Parmi tous les néo-paganismes qui nous entourent et nous proposent ou nous imposent leurs idoles, il en est un plus insidieux que les autres : le culte de la conformité.

Votre véhicule personnel est-il conforme ? Le contrôle technique vient sanctionner périodiquement cette conformité sur x points de test. Certains sont de bon aloi, pour tenter d’interdire de circuler à des véhicules qui se révéleraient dangereux pour d’autres usagers de la route. Mais des asymétries existent : un vieux véhicule de petite taille dégagera moins de CO2 que certaines grosses cylindrées récentes et gourmandes en carburant. Pourtant, c’est le petit véhicule qui subira l’anathème et sera interdit de séjour dans certaines métropoles.

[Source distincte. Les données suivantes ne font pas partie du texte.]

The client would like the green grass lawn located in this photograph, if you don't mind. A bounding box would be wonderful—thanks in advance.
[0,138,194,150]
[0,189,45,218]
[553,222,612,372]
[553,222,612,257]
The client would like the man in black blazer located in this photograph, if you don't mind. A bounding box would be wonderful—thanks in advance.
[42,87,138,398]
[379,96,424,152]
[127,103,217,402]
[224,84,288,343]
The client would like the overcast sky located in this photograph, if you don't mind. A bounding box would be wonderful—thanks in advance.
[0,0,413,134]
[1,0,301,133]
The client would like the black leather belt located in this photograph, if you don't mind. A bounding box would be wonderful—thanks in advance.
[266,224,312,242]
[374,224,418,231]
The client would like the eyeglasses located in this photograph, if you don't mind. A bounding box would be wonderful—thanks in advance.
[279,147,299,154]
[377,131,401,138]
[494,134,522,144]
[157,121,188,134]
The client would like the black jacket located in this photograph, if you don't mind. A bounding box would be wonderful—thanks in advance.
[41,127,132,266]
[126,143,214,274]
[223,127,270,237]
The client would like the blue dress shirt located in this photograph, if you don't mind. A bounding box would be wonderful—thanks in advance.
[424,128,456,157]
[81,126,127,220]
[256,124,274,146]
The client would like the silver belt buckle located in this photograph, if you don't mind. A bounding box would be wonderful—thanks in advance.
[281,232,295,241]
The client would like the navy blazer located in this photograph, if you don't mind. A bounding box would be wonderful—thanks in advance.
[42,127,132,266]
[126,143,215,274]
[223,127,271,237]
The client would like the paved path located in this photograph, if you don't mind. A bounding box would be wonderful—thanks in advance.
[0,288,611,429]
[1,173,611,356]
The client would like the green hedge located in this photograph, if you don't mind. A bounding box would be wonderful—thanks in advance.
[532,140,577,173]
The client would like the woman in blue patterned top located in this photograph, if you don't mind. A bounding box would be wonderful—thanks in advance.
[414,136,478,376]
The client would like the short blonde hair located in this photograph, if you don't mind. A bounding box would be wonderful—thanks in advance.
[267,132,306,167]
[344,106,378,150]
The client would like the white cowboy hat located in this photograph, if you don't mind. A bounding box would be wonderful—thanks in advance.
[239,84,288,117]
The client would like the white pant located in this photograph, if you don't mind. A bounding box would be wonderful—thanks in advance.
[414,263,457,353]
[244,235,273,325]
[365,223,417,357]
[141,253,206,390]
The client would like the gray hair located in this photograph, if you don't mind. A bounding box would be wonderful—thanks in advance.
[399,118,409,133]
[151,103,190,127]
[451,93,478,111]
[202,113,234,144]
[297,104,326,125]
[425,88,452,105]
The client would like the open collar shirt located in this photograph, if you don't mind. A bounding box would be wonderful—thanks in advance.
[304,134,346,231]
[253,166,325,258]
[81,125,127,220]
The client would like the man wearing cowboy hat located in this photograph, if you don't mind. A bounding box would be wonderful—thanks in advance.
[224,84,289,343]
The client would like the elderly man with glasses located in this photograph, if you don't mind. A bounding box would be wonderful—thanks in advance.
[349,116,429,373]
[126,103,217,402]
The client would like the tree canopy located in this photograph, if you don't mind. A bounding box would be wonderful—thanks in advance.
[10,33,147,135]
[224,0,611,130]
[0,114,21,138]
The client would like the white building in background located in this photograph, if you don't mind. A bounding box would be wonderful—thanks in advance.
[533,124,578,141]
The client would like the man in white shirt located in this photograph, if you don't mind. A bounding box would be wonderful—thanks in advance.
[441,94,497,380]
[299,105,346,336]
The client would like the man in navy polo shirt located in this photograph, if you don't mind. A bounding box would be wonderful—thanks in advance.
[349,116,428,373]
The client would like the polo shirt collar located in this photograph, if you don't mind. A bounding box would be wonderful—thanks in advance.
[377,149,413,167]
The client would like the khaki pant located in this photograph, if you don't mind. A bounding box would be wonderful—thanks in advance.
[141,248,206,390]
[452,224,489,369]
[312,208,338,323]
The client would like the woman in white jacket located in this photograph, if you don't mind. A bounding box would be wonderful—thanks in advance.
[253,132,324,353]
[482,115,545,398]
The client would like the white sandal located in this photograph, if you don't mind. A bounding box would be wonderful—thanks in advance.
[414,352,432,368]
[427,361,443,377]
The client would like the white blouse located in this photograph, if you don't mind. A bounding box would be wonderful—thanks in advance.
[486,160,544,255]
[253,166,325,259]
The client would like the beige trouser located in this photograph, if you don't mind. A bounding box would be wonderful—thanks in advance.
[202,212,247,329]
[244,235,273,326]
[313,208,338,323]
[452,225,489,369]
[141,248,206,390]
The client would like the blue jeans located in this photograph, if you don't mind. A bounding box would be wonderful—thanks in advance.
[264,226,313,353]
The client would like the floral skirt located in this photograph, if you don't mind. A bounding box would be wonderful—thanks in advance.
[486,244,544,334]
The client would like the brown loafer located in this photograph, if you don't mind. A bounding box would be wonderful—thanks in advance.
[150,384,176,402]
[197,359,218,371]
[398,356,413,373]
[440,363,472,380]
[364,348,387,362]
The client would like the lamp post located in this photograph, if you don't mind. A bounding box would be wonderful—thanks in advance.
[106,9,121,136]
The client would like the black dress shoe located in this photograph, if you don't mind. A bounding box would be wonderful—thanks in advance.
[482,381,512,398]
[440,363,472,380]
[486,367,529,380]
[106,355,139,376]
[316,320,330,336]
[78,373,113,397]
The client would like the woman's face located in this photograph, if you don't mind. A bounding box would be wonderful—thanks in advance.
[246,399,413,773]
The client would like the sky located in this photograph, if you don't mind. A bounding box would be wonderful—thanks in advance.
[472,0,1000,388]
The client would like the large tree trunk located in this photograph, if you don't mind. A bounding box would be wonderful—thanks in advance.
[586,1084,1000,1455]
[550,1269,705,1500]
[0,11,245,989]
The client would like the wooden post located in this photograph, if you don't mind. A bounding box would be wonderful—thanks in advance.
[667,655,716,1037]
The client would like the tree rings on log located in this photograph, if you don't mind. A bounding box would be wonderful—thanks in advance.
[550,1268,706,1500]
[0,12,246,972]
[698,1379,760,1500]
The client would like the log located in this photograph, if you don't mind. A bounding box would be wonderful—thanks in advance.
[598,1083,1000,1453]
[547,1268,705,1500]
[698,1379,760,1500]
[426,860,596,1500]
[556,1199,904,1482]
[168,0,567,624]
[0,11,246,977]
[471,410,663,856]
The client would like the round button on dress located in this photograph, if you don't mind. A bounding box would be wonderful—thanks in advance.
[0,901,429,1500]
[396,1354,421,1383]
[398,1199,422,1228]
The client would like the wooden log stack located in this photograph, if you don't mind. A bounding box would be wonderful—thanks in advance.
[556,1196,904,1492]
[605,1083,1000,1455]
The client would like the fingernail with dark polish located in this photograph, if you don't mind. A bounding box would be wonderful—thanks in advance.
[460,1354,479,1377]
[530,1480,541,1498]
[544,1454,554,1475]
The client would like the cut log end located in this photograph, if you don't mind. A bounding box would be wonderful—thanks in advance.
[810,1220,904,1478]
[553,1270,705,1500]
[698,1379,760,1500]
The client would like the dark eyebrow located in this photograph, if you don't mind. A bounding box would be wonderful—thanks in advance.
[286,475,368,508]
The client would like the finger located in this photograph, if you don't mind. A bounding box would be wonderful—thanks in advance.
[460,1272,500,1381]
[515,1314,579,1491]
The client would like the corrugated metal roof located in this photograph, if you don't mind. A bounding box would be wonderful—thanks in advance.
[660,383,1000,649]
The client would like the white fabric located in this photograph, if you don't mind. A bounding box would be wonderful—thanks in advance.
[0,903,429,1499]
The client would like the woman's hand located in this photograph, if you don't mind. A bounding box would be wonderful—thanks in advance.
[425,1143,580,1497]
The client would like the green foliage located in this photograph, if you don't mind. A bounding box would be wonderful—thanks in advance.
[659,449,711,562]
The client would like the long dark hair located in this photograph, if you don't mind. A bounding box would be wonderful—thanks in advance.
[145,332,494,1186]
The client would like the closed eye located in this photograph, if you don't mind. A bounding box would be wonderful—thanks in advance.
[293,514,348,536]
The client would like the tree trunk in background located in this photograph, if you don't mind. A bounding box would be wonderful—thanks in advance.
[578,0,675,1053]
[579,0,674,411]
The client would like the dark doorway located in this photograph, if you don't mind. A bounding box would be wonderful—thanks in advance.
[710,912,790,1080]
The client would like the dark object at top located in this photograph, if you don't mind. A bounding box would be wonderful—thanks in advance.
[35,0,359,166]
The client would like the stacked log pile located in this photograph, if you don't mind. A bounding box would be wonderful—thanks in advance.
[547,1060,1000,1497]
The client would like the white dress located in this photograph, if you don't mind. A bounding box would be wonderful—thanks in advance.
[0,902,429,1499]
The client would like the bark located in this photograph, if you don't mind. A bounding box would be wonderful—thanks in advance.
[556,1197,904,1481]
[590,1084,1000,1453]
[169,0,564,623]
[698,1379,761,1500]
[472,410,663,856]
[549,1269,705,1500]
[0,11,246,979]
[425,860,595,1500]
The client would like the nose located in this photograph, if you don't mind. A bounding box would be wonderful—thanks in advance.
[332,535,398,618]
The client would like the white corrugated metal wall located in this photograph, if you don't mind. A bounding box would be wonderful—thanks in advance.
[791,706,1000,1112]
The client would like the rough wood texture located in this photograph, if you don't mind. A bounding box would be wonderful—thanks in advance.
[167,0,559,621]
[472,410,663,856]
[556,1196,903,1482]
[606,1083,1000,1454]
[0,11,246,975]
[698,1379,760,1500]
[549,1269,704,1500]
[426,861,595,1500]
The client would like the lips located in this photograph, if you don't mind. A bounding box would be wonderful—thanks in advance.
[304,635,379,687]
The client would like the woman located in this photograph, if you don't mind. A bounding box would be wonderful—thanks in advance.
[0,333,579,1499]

Dans les affaires aussi, et principalement dans le monde de la banque/finance/assurance, la conformité réglementaire est, depuis le scandale Enron et ses successeurs, un vrai sujet. Une chance, aussi : des prestataires en tout genre se gavent en outils et prestations pour que le message de la conformité puisse être assené avec vigueur. Il en va de même avec la conformité normative qui accompagne la qualité depuis l’émergence de ce concept à l’issue de la Seconde Guerre mondiale. La certification des états financiers relève de la même démarche. Cela revient toujours à afficher le bon point obtenu d’un tiers payé par les deniers de l’entreprise elle-même. Le cynique désabusé y verra beaucoup d’hypocrisie et déplorera les effets d’annonces de la forêt des tricheurs qui cache les arbrisseaux des quelques rares sérieux et leurs efforts sincères. Tous sont conformes, mais au prix de quelles contorsions ? Des confessionnaux des entreprises s’échappent parfois de retentissants scandales.

Et puis maintenant, nous-mêmes sommes appelés à devenir conformes avec l’outil de contrôle social que l’on appelle passe sanitaire. Par conséquent, il y a les élus, ceux qui ont accepté de se soumettre à l’injonction de participer à un essai vaccinal grandeur nature ou de se tester aussi fréquemment que nécessaire, et les damnés, les rebelles, les dissidents, les parias. Un apartheid d’un type nouveau est érigé pour sanctionner les non-conformes. Ce culte a aussi un clergé, le méchant avec la menace du châtiment (se faire vacciner entre deux policiers, se voir couper sa retraite) et le gentil avec la promesse d’un retour à la vie d’avant comme un paradis.

Demain, ce pourrait être plus sophistiqué. Votre note au crédit social chinois pourrait être établie suivant des critères objectifs. Vous gagnerez sans doute des points en aidant les pauvres ou vos vieux parents, en donnant votre sang, en restant solvable, en approuvant le gouvernement sur les réseaux sociaux, en vous investissant dans du caritatif. Vous en perdrez peut-être si vous critiquez le gouvernement, diffusez des rumeurs, participez à un culte, trichez à un jeu en ligne, conduisez en état d’ébriété ou traversez en dehors des clous. Suivant votre note, vous obtiendrez des carottes (passe-droits, coupe-files, priorités diverses, accès au crédit, rabais d’impôts ou sur des tarifs publics) ou des coups de bâton (exclusion de services sociaux ou publics, de la fonction publique, de certains transports collectifs, limitation de l’accès au crédit, stigmatisation publique). Une virtus mesurée en temps réel par algorithme.

Il y a quelques années, Emmanuel Toniutti concluait un événement organisé par Fidal sur l’éthique et la conformité, et il a singulièrement élevé le débat. Il nous a dit que la conformité, c’est blanc ou noir, alors que l’éthique, c’est des nuances de gris (sans doute pas 50). Que l’éthique est un point d’équilibre entre le courage et la prudence. Que nous nous levons tous les matins avec la peur de mourir et l’envie d’être aimé. Que sous stress, toute décision est émotionnelle. Qu’il importe de maîtriser nos émotions et de rechercher la vérité.

La conformité n’est pas le synonyme du bien. Il faut abattre ses autels comme ceux d’idoles factices (c’est un pléonasme).